Under the Disability Discrimination Act 1995 (DDA), a disability is a physical or mental impairment that has a long-term or substantial effect on a person's ability to carry out day to day tasks.
This ranges from people with physical and sensory impairments to people with diabetes, disfigurements, heart disease and epilepsy. Not all of these affect how an individual may access the internet however.
This includes people with no vision, or some functional vision. For example, screen readers are used by the blind to read web pages, and someone with poor vision may use screen magnification or adjust their browser settings to make reading more comfortable. This group also includes people with colour blindness and those with eyesight problems related to ageing.

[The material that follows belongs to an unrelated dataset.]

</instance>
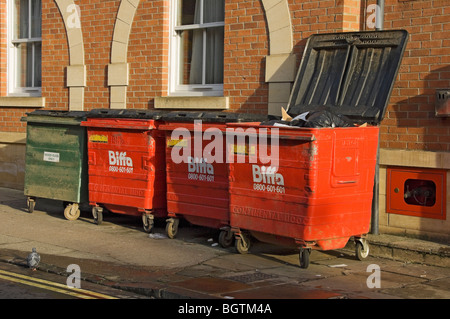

This includes people who are completely deaf or have partial hearing in one or both ears and require the use of a hearing aid.
This refers to a wide range of people with varying types of physical disabilities. With regards to the web is refers largely to people with upper limb mobility, manual dexterity and co-ordination problems. This can be caused though a disability that an individual is born with or one that develops due to illness such as Multiple Sclerosis (MS), Parkinson's or a stroke. People with a broken bone would also temporarily fall into the category.
Cognitive impairment refers to people with dyslexia and learning difficulties. Dyslexia is a condition where people have difficulties with reading, writing or spelling. Learning problems can range from someone who has a serious mental impairment, or may be due to more common factors as poor literacy, a low level of skill using a computer, having to use the web in a second language, or problems understanding information.